Now that we have the two dictionaries:
* counts_by_hour: contains the number of ask posts created each hour of the day
* comments_by_hour: containts the corresponding number of comments received by hour

We can calculate the average number of comments for posts created during each hour of the day.

In [8]:
# Create an empty list to store the results

avg_by_hour = []

for hr in comments_by_hour:
    avg_by_hour.append([hr, comments_by_hour[hr]/counts_by_hour[hr]])
    
avg_by_hour

[['16', 16.796296296296298],
 ['18', 13.20183486238532],
 ['13', 14.741176470588234],
 ['08', 10.25],
 ['07', 7.852941176470588],
 ['21', 16.009174311926607],
 ['09', 5.5777777777777775],
 ['05', 10.08695652173913],
 ['04', 7.170212765957447],
 ['02', 23.810344827586206],
 ['03', 7.796296296296297],
 ['00', 8.127272727272727],
 ['23', 7.985294117647059],
 ['01', 11.383333333333333],
 ['20', 21.525],
 ['11', 11.051724137931034],
 ['19', 10.8],
 ['10', 13.440677966101696],
 ['15', 38.5948275862069],
 ['06', 9.022727272727273],
 ['22', 6.746478873239437],
 ['17', 11.46],
 ['12', 9.41095890410959],
 ['14', 13.233644859813085]]

## Sorting and Displaying the Values

We now have the results we were looking for but the readability of the list leaves something to be desired. Let's try now to present our results in a format that is easier to read and understand.

In [9]:
swap_avg_by_hour = []

for row in avg_by_hour:
    swap_avg_by_hour.append([row[1], row[0]])
    
print(swap_avg_by_hour)

sorted_swap = sorted(swap_avg_by_hour, reverse=True)

sorted_swap

[[16.796296296296298, '16'], [13.20183486238532, '18'], [14.741176470588234, '13'], [10.25, '08'], [7.852941176470588, '07'], [16.009174311926607, '21'], [5.5777777777777775, '09'], [10.08695652173913, '05'], [7.170212765957447, '04'], [23.810344827586206, '02'], [7.796296296296297, '03'], [8.127272727272727, '00'], [7.985294117647059, '23'], [11.383333333333333, '01'], [21.525, '20'], [11.051724137931034, '11'], [10.8, '19'], [13.440677966101696, '10'], [38.5948275862069, '15'], [9.022727272727273, '06'], [6.746478873239437, '22'], [11.46, '17'], [9.41095890410959, '12'], [13.233644859813085, '14']]

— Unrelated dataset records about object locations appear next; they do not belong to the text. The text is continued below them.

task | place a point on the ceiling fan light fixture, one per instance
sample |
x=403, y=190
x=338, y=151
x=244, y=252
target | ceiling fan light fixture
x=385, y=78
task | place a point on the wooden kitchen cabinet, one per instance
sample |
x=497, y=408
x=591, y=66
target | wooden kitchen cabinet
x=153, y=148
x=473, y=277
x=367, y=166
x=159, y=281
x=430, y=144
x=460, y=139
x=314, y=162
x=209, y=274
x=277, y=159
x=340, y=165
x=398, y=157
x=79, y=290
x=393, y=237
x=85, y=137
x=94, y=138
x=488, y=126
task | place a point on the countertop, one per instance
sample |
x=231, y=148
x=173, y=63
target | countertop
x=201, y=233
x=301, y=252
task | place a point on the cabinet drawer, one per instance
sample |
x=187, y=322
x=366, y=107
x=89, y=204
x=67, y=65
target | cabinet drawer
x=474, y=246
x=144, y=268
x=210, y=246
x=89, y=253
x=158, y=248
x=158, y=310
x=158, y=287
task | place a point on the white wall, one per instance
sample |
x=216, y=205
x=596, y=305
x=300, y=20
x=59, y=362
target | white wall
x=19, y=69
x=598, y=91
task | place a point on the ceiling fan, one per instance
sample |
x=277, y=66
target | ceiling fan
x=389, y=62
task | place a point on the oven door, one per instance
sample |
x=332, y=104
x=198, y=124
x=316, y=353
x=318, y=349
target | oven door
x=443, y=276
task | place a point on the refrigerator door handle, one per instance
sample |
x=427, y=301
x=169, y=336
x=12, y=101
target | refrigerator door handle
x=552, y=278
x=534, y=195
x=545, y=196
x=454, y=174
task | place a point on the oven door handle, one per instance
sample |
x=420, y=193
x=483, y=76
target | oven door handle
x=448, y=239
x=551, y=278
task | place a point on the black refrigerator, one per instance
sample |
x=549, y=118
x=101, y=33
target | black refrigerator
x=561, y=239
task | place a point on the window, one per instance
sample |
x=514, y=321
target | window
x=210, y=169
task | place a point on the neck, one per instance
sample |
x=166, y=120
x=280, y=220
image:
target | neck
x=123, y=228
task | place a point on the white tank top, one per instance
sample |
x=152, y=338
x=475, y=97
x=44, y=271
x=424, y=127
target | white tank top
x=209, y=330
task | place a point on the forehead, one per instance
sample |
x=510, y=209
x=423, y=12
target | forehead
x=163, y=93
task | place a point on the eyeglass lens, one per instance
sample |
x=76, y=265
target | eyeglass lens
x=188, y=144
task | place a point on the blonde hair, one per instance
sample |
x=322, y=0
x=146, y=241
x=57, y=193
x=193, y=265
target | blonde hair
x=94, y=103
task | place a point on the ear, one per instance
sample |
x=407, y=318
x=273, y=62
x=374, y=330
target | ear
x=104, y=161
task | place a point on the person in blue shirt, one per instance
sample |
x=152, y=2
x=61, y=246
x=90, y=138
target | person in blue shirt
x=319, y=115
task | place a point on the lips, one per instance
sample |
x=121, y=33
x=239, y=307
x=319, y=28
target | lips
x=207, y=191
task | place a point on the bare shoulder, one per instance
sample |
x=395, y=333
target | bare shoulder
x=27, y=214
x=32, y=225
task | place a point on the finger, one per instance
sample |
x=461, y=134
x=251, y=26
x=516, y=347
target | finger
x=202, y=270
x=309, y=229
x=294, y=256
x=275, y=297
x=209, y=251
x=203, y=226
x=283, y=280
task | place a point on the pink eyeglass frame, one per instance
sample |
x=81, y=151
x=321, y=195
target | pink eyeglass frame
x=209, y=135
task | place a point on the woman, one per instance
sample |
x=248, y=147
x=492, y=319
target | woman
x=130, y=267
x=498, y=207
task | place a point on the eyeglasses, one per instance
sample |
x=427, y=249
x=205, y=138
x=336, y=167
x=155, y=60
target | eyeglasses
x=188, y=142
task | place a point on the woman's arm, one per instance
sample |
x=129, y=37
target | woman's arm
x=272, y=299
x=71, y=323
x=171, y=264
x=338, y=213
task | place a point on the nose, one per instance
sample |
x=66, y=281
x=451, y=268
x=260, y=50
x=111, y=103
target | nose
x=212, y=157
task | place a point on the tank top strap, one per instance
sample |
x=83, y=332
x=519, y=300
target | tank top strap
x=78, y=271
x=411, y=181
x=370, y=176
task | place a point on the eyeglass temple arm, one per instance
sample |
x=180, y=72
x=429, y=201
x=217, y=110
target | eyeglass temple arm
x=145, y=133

[[38.5948275862069, '15'],
 [23.810344827586206, '02'],
 [21.525, '20'],
 [16.796296296296298, '16'],
 [16.009174311926607, '21'],
 [14.741176470588234, '13'],
 [13.440677966101696, '10'],
 [13.233644859813085, '14'],
 [13.20183486238532, '18'],
 [11.46, '17'],
 [11.383333333333333, '01'],
 [11.051724137931034, '11'],
 [10.8, '19'],
 [10.25, '08'],
 [10.08695652173913, '05'],
 [9.41095890410959, '12'],
 [9.022727272727273, '06'],
 [8.127272727272727, '00'],
 [7.985294117647059, '23'],
 [7.852941176470588, '07'],
 [7.796296296296297, '03'],
 [7.170212765957447, '04'],
 [6.746478873239437, '22'],
 [5.5777777777777775, '09']]

In [10]:
# Sort the values and print out the top 5 hours with the most comments on avg

print("Top 5 Hours for 'Ask HN' Comments")
for avg, hr in sorted_swap[:5]:
    print(
        "{}: {:.2f} average comments per post".format(
            dt.datetime.strptime(hr, "%H").strftime("%H:%M"),avg
        )
    )

Top 5 Hours for 'Ask HN' Comments
15:00: 38.59 average comments per post
02:00: 23.81 average comments per post
20:00: 21.52 average comments per post
16:00: 16.80 average comments per post
21:00: 16.01 average comments per post


## Conclusion

By working with datetimes and strings we were able to determine the hours that see the most number of posts, which hours see the highest number of commenters, and whichs hours see the highest number of comments on average.